I have a 20Tb dataset containing fluorescence images of cells circulating in the blood of cancer patients. I would like to use StarDist to segment the whole cells from immunofluorescence images of DAPI (nucleus), CD45–APC, and epithelial cytokeratin-PE. The segmentation will be used as an input to a DL network for classification.
Stardist works amazing when I train and test it on culture cell images (thank you to the stardist team for making it so available!). However, in patient samples, stardist tends to segment the nucleus, see the image below for some CK+ cells. The vast majority of cells in patient samples is a nucleus (possibly with a thin shell of CD45-APC), and <1% of cells is a nucleus with cytokeratin-PE. So I think the data doesn’t contain enough examples of PE+ cells and training focuses on segmenting the CD45+DAPI+ or just DAPI+ white blood cells.

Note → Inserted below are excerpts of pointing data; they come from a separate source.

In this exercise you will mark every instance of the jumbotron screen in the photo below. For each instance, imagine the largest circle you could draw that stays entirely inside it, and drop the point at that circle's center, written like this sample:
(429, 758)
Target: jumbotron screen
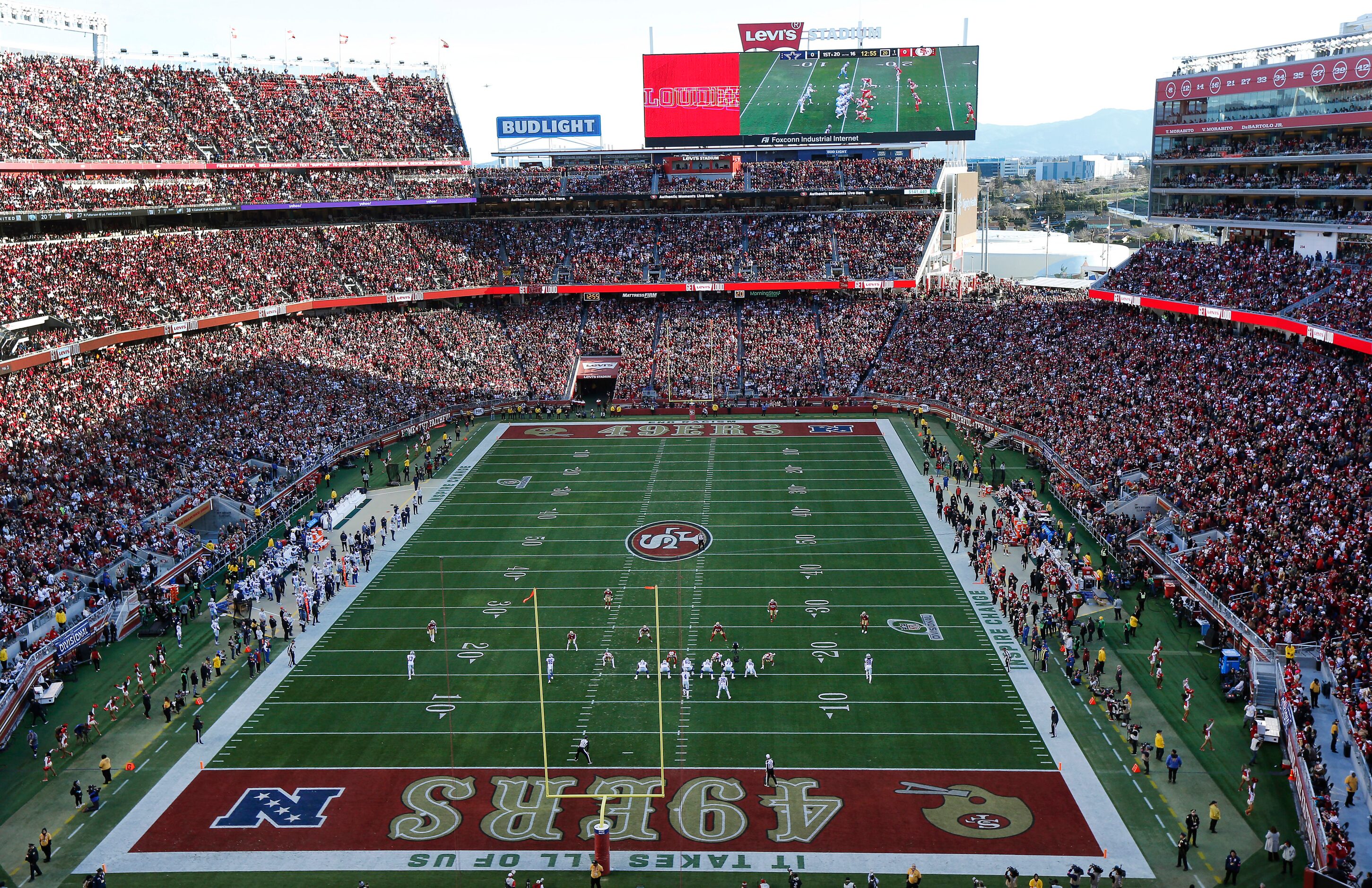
(810, 96)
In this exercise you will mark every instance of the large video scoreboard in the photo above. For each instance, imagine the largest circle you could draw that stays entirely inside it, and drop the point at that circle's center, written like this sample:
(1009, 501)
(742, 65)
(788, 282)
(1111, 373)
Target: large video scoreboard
(810, 96)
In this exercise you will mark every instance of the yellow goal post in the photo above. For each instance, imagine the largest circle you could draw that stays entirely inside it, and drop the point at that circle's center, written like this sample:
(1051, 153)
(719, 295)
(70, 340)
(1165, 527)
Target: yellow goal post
(542, 714)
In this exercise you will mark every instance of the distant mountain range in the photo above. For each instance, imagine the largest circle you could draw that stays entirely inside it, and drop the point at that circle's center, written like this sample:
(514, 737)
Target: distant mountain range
(1109, 131)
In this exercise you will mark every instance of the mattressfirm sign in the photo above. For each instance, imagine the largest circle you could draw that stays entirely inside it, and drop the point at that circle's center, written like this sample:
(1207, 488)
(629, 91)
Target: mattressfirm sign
(548, 127)
(772, 36)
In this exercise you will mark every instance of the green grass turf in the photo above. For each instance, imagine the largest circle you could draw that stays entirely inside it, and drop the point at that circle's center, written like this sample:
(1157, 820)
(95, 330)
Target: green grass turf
(773, 86)
(350, 703)
(485, 519)
(21, 775)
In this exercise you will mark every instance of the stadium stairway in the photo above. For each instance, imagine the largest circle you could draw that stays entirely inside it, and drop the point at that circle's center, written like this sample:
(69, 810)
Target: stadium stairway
(881, 349)
(824, 361)
(738, 323)
(1315, 297)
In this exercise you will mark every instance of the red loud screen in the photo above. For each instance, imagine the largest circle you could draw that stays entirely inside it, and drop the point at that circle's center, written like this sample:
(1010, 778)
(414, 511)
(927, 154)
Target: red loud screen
(691, 95)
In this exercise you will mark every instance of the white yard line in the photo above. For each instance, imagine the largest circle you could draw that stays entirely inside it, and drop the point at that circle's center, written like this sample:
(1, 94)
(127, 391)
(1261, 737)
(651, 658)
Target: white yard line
(114, 849)
(1101, 814)
(740, 117)
(617, 607)
(947, 92)
(851, 81)
(796, 107)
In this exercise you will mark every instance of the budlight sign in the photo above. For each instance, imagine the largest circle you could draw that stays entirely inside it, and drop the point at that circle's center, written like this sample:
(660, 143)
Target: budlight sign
(548, 127)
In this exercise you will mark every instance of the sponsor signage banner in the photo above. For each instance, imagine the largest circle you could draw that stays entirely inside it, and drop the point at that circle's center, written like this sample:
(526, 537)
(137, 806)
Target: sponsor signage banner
(356, 204)
(548, 127)
(604, 367)
(1330, 70)
(772, 36)
(691, 429)
(819, 821)
(1271, 122)
(1257, 319)
(124, 166)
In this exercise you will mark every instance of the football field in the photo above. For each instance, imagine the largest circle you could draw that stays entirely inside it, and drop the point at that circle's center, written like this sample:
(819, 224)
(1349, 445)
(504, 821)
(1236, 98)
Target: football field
(772, 87)
(347, 764)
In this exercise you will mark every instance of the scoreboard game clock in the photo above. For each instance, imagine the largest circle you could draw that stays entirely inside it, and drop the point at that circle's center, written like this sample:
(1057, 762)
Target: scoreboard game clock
(811, 96)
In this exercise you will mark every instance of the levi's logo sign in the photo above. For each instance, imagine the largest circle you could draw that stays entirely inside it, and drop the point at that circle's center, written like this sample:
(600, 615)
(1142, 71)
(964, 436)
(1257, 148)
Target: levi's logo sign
(772, 35)
(304, 808)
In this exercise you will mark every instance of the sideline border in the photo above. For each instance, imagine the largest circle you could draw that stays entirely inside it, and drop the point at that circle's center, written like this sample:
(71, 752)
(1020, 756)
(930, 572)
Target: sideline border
(113, 850)
(1101, 816)
(1105, 821)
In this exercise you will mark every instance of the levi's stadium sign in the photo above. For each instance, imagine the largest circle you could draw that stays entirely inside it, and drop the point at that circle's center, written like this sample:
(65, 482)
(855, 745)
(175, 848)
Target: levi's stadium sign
(788, 35)
(772, 36)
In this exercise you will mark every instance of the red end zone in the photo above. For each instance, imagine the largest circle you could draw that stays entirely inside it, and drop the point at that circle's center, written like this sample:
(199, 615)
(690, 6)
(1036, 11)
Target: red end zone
(1020, 813)
(693, 429)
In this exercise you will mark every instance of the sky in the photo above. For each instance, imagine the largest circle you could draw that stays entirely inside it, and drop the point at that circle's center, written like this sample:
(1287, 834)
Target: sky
(1039, 62)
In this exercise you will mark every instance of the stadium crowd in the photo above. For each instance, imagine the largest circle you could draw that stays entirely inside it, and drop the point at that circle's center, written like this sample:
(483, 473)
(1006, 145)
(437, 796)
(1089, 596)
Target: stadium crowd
(1235, 275)
(1348, 306)
(228, 189)
(183, 274)
(781, 348)
(1269, 210)
(65, 109)
(1316, 142)
(1268, 180)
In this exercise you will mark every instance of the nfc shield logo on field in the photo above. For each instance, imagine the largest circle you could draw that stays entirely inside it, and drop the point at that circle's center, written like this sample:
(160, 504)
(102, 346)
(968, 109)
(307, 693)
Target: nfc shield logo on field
(294, 810)
(669, 541)
(927, 625)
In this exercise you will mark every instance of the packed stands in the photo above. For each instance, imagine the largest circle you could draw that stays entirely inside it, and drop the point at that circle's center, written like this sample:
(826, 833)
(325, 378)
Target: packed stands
(1315, 143)
(790, 247)
(781, 348)
(889, 174)
(545, 341)
(623, 327)
(878, 245)
(1346, 306)
(1259, 179)
(611, 180)
(793, 176)
(700, 247)
(77, 110)
(852, 331)
(697, 356)
(1235, 275)
(615, 252)
(228, 189)
(184, 274)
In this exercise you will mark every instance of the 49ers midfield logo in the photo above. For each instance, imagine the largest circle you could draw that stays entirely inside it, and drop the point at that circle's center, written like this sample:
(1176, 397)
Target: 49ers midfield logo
(669, 541)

- Is it possible to overweight the PE+ events during training to compensate for this imbalance? For example, would it make sense to add a mask to indicate the weight of each event so the loss can be weighted for different classes?

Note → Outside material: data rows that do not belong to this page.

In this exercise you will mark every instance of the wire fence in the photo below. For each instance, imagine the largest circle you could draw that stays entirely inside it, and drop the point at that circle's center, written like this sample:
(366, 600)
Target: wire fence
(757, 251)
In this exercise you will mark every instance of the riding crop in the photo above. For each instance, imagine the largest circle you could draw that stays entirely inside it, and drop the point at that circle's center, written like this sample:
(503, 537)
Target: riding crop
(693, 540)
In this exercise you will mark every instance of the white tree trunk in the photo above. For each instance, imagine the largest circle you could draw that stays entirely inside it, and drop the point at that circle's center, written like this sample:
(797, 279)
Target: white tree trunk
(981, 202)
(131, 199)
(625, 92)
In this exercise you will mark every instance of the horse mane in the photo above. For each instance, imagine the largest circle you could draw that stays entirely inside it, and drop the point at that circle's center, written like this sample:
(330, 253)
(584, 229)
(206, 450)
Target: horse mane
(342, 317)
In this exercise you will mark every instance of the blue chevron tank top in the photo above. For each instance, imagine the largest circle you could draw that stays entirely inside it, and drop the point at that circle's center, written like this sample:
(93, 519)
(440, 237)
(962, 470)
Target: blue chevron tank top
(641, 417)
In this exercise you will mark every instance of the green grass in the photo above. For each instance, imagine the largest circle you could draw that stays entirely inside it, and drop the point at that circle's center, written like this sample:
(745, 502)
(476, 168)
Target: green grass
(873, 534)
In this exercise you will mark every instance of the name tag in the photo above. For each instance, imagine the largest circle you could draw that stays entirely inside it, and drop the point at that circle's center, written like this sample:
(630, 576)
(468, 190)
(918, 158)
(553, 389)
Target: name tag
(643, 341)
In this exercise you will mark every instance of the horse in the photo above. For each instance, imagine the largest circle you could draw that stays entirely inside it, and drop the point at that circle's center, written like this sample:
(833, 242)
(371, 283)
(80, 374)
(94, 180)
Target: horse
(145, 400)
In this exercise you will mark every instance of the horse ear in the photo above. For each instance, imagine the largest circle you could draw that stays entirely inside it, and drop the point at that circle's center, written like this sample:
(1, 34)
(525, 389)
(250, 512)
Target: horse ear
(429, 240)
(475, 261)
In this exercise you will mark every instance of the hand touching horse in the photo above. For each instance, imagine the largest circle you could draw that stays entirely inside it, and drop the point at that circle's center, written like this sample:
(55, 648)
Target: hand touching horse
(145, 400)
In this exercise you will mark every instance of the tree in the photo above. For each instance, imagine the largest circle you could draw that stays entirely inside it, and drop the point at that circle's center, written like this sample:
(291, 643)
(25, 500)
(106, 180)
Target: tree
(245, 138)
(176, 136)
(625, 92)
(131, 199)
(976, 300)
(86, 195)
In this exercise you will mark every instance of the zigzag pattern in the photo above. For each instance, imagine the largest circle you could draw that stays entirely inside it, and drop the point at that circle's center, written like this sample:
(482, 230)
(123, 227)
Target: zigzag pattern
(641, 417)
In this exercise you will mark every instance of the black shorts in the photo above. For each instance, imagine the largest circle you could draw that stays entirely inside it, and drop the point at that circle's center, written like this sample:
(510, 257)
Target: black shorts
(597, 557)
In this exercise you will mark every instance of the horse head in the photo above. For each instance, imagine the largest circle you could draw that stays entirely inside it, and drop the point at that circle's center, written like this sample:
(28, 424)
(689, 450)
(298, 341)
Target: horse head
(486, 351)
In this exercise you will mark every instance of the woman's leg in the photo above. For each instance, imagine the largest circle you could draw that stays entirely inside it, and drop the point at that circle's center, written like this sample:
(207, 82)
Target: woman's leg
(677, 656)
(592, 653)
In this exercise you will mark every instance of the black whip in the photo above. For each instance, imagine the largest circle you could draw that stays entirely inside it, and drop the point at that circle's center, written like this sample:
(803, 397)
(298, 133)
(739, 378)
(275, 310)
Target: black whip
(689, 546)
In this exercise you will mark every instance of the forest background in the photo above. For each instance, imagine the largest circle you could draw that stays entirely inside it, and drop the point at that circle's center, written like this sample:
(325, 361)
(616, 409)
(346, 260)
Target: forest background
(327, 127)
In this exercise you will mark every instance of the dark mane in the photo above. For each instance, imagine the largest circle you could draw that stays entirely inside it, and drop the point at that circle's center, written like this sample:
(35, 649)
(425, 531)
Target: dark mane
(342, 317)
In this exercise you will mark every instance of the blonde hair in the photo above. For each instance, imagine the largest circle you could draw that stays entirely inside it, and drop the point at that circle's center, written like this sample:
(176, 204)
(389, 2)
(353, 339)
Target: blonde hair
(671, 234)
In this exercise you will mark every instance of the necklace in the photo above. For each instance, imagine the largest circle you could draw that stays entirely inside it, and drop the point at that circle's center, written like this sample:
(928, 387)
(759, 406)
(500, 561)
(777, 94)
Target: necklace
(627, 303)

- I could train on smaller cutouts of the images containing PE+ cells (and the nearby white blood cells). The larger the cutout, the more PE- cells I include, so how large does the cutout need to be? The train_patch_size is (256, 256), does this mean 256x256 is the minimum?
- I could add images of epithelial culture cells to the dataset. They are PE+, DAPI+ so I would get more training data in the direction I need to improve, but culture cells tend to be much brighter in PE and DAPI and larger than patient tumour cells. Would that help?

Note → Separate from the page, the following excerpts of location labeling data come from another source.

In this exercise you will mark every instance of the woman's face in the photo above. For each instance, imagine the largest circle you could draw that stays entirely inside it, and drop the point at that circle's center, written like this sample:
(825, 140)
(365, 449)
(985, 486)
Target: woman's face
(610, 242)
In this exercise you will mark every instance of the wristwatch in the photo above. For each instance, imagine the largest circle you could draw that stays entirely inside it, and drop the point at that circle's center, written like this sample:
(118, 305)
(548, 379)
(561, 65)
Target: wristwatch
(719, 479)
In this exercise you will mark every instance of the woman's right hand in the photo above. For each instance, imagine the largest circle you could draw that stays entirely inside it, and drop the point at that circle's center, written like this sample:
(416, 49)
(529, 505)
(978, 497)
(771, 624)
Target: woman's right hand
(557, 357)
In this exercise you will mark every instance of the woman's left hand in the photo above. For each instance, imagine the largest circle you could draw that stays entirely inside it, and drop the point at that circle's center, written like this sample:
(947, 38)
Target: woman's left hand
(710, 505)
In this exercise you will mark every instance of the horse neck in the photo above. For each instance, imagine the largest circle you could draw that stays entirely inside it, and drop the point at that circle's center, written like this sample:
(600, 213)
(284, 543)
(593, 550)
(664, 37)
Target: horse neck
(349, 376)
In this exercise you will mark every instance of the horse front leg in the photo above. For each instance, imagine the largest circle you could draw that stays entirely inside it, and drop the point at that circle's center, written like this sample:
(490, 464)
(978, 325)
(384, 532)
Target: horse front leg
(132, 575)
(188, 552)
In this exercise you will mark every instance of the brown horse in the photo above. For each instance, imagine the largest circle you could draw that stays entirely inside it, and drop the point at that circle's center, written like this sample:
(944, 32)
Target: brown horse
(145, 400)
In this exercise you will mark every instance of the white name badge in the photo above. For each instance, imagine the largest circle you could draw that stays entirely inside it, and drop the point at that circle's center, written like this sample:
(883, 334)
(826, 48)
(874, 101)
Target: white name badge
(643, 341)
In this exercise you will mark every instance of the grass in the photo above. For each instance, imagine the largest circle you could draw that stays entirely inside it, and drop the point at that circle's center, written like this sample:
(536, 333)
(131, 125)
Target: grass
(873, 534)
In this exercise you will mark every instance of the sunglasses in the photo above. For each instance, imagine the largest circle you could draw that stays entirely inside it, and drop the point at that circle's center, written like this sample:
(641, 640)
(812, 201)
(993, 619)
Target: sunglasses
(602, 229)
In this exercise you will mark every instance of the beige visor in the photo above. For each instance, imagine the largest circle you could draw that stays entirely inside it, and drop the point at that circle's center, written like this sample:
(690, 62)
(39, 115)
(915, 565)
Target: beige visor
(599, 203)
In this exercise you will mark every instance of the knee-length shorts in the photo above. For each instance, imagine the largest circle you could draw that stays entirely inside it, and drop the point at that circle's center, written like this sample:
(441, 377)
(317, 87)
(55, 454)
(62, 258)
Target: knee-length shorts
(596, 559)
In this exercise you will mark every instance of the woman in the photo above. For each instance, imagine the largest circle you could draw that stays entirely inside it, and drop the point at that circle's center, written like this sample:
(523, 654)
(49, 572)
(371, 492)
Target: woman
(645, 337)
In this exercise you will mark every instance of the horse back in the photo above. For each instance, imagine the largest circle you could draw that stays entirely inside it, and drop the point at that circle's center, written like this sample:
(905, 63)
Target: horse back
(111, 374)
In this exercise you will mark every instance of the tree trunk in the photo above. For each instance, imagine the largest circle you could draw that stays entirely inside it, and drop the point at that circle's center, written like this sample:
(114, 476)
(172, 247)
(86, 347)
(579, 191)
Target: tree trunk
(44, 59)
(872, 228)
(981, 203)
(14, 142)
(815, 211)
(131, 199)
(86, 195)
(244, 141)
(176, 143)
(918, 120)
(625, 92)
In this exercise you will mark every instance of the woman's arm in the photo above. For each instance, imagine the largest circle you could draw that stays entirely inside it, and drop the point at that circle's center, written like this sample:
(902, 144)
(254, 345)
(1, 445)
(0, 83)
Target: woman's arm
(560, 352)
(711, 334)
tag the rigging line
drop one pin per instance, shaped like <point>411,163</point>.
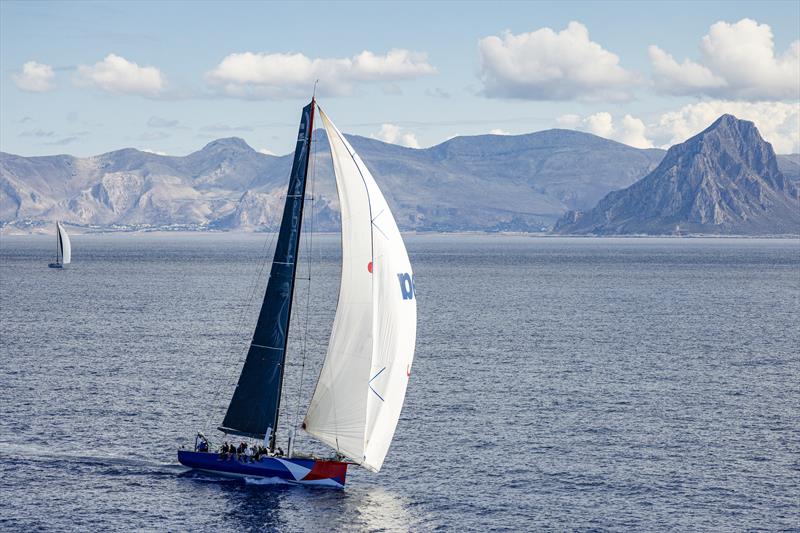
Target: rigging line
<point>238,330</point>
<point>310,243</point>
<point>241,323</point>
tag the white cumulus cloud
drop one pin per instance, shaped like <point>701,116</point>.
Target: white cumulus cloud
<point>778,123</point>
<point>278,75</point>
<point>738,61</point>
<point>394,134</point>
<point>549,65</point>
<point>629,130</point>
<point>35,77</point>
<point>117,74</point>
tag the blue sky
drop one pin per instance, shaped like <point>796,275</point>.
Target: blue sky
<point>183,73</point>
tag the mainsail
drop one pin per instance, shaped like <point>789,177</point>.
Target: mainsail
<point>64,245</point>
<point>362,384</point>
<point>253,411</point>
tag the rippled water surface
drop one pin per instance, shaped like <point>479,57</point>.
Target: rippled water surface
<point>558,384</point>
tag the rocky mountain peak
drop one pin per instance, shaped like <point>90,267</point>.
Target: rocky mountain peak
<point>235,144</point>
<point>725,179</point>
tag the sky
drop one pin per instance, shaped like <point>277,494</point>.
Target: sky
<point>85,78</point>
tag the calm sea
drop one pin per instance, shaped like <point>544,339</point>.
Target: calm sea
<point>559,384</point>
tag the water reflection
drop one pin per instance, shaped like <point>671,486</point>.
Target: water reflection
<point>256,505</point>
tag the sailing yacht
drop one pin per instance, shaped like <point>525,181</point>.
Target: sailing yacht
<point>63,248</point>
<point>362,384</point>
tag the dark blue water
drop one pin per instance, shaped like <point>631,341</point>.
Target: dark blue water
<point>563,384</point>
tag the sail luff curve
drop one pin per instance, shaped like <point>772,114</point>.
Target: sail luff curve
<point>253,410</point>
<point>66,246</point>
<point>361,388</point>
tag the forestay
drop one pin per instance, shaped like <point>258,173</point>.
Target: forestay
<point>362,384</point>
<point>64,244</point>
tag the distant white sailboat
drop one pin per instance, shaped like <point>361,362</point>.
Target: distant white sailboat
<point>63,248</point>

The data is acquired using an FDA IVD-cleared system, and the dataset contains images from 1000’s of patients so I can’ t acquire new data (e.g. with an additional stain). After segmentation, I plan to use a DL-classification network that will take the segmented event plus a margin around the event, so some over/under segmentation is not a big problem.
The stardist configuration is pretty close to default: grid = (2, 2); n_dim = 2; n_rays = 32; n_channel_in = 3; net_conv_after_unet = 128; train_background_reg = 0.0001; train_batch_size = 4; train_learning_rate = 0.0003; train_patch_size = (256, 256)
My training set contains 57 images of ~1250x1000 pixels with ~ 6000 events, ~100 are circulating tumor cells (CK-PE+DAPI+), the rest is CD45-APC+DAPI+ or DAPI+, both probably white blood cells.